I am a newbie to haskell and functional programming. This might be a very simple thing, but I haven't found an answer while searching.

I have this function main here:

main :: IO ()
main = print =<< (`rnd_select` 6) =<< readNumbers

readNumbers :: IO [(Int,Int,Int)]
readNumbers = makeTriples . map rInt . words <$> readFile "somefile"

rInt :: String -> Int
rInt = read

makeTriples :: [a] -> [(a,a,a)]
makeTriples [] = []
makeTriples (x:y:z:zs) = (x,y,z) : makeTriples zs

rnd_select :: [a] -> Int -> IO [a]
rnd_select _  0 = return []
rnd_select [] _ = return []
rnd_select xs count = do r <- randomRIO (0, (length xs)-1)
                         rest <- rnd_select (removeAt (r+1) xs) (count-1)
                         return ((xs!!r) : rest)
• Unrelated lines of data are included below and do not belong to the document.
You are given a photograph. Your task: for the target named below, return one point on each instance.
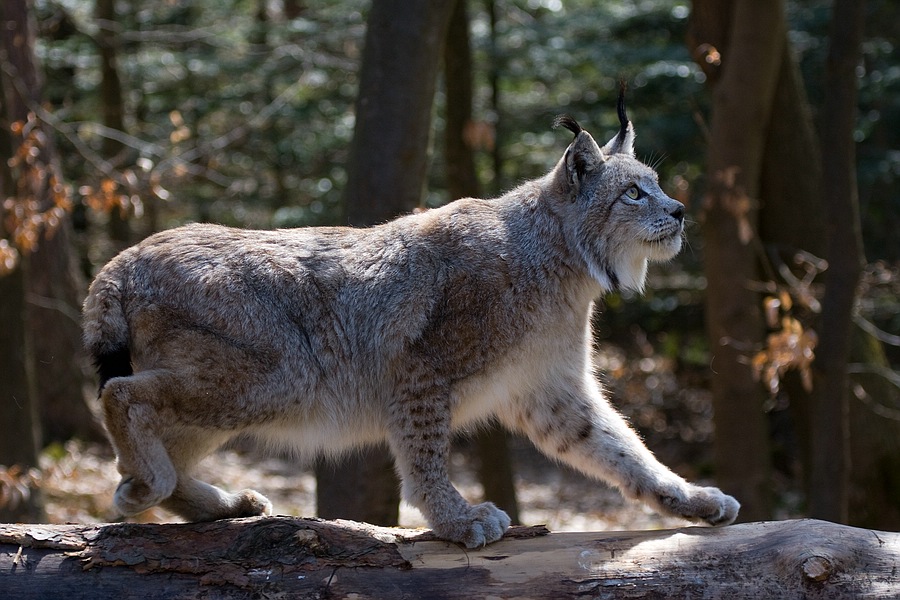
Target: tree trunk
(492, 443)
(830, 421)
(112, 107)
(386, 175)
(742, 100)
(269, 557)
(20, 434)
(54, 287)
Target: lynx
(323, 339)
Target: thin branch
(889, 374)
(872, 329)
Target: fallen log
(287, 557)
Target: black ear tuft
(620, 108)
(567, 122)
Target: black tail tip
(568, 122)
(113, 364)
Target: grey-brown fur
(322, 339)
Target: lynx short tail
(105, 327)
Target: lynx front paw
(706, 504)
(249, 503)
(480, 525)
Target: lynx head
(615, 215)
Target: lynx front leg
(420, 441)
(578, 426)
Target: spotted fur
(323, 339)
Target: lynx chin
(323, 339)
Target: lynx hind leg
(420, 441)
(199, 501)
(156, 467)
(148, 475)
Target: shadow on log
(287, 557)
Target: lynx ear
(583, 154)
(623, 143)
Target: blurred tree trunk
(830, 422)
(54, 286)
(491, 444)
(791, 221)
(749, 51)
(386, 175)
(112, 107)
(20, 435)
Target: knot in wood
(817, 568)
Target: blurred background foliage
(243, 117)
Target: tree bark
(828, 495)
(495, 470)
(20, 434)
(389, 153)
(304, 558)
(386, 175)
(742, 100)
(54, 288)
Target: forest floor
(672, 412)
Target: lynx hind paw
(481, 525)
(250, 503)
(710, 505)
(134, 495)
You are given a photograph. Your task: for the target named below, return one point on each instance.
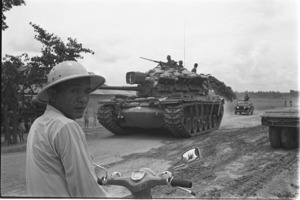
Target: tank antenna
(184, 43)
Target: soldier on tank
(247, 97)
(195, 68)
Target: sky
(250, 45)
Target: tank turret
(169, 98)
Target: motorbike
(141, 181)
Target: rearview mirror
(191, 155)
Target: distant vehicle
(243, 106)
(168, 99)
(283, 127)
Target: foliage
(20, 73)
(54, 50)
(6, 6)
(221, 89)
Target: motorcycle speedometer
(137, 175)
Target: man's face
(72, 97)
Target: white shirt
(57, 160)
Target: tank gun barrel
(159, 62)
(134, 88)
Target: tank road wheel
(194, 125)
(188, 124)
(200, 123)
(274, 136)
(214, 121)
(289, 139)
(205, 122)
(107, 119)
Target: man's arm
(79, 173)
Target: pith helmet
(66, 71)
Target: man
(58, 163)
(170, 62)
(195, 68)
(247, 97)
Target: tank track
(107, 119)
(180, 126)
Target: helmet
(66, 71)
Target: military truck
(168, 98)
(283, 127)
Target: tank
(283, 127)
(168, 98)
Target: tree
(12, 78)
(6, 6)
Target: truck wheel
(289, 137)
(274, 136)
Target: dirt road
(237, 161)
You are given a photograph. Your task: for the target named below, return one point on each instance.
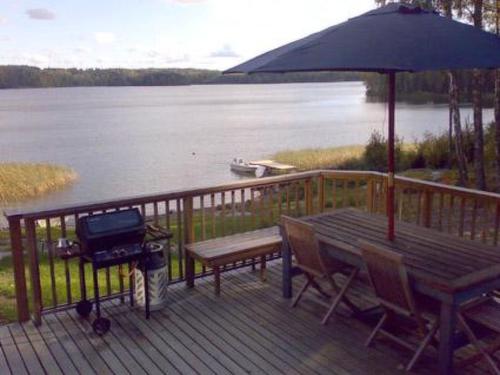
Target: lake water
(136, 140)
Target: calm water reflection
(135, 140)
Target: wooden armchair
(484, 314)
(389, 278)
(316, 265)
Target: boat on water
(239, 165)
(260, 168)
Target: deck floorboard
(249, 329)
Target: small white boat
(238, 165)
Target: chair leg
(475, 342)
(340, 296)
(427, 339)
(263, 276)
(217, 280)
(376, 329)
(301, 292)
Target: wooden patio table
(450, 269)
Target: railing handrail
(250, 183)
(159, 197)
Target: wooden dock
(249, 329)
(274, 167)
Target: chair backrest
(302, 240)
(389, 278)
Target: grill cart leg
(146, 291)
(131, 283)
(84, 307)
(100, 325)
(96, 293)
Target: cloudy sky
(214, 34)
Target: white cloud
(225, 51)
(104, 37)
(81, 50)
(36, 59)
(42, 14)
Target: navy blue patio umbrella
(394, 38)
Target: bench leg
(189, 270)
(217, 280)
(263, 273)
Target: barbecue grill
(110, 239)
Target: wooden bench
(219, 252)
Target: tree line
(429, 87)
(485, 15)
(19, 76)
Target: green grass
(232, 224)
(20, 181)
(319, 158)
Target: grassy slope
(319, 158)
(27, 180)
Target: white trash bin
(158, 279)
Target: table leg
(446, 337)
(190, 270)
(286, 256)
(263, 268)
(217, 280)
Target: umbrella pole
(390, 155)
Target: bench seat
(221, 251)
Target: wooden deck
(248, 329)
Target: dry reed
(20, 181)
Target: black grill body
(109, 239)
(107, 231)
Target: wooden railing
(200, 214)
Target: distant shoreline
(23, 181)
(20, 76)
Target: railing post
(427, 209)
(36, 291)
(308, 196)
(16, 243)
(187, 204)
(370, 195)
(321, 193)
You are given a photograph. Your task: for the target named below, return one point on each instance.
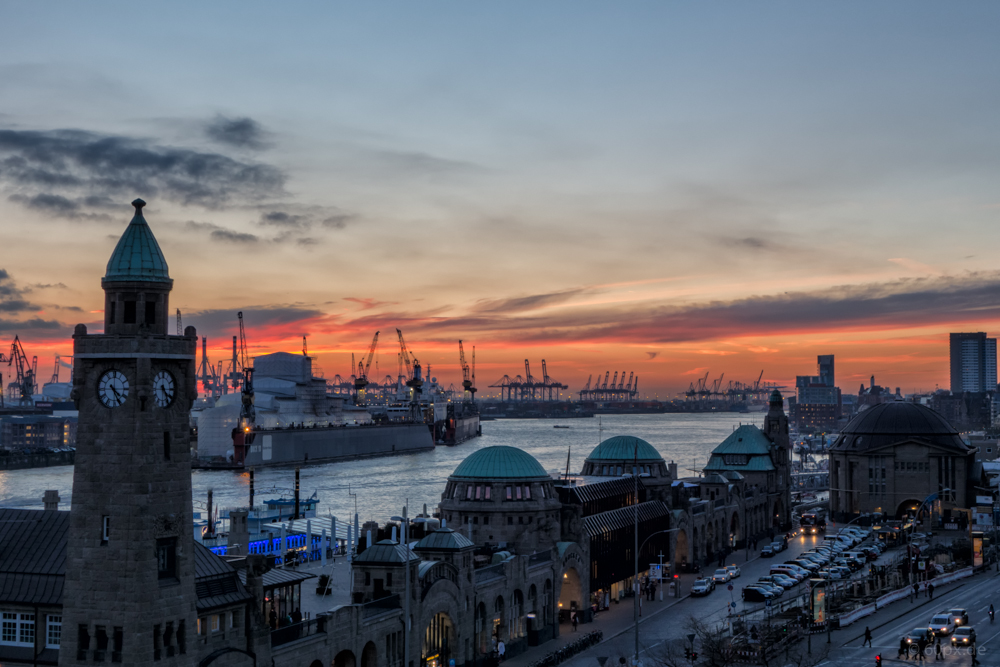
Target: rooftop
(137, 257)
(500, 462)
(897, 421)
(624, 447)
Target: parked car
(702, 587)
(753, 593)
(942, 624)
(960, 615)
(963, 636)
(782, 580)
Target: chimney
(51, 500)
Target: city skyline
(661, 191)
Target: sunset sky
(662, 188)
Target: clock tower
(129, 594)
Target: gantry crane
(361, 379)
(467, 377)
(248, 414)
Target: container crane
(361, 379)
(467, 376)
(248, 414)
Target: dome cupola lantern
(137, 282)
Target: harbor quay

removeAt :: Int -> [a] -> [a]
removeAt _ [] = []
removeAt 1 (x:xs) = xs
removeAt k (x:xs) = let r = removeAt (k - 1) xs in x:r

This is wrapped in the IO-monad and that is what makes it hard when i want to use functions on the values.

Here i use the bind function to apply the input to the rnd_select function:

(`rnd_select` 6) =<< readNumbers

But in order to do that I have to partially apply it to a value.

I don't think it looks very good and I don't know how I would do it if the function had more variables.

So I want to know if there is a nicer way to apply values to functions such as these?

Answer 1

Apart from defining the function such that the argument left out is the last argument, so that you can write

foobar = baz . foo 5 17 29 . bar

you can use a lambda to leave out arguments other than the last,

foobar = baz . (\x -> foo 5 17 x 29 41) . bar

but for the case of just two arguments, flip is a nice alternative,

main = print =<< flip rnd_select 6 =<< readNumbers

Answer 2

Either swap rnd_select arguments, or use flip rnd_select 6 =<< readNumbers.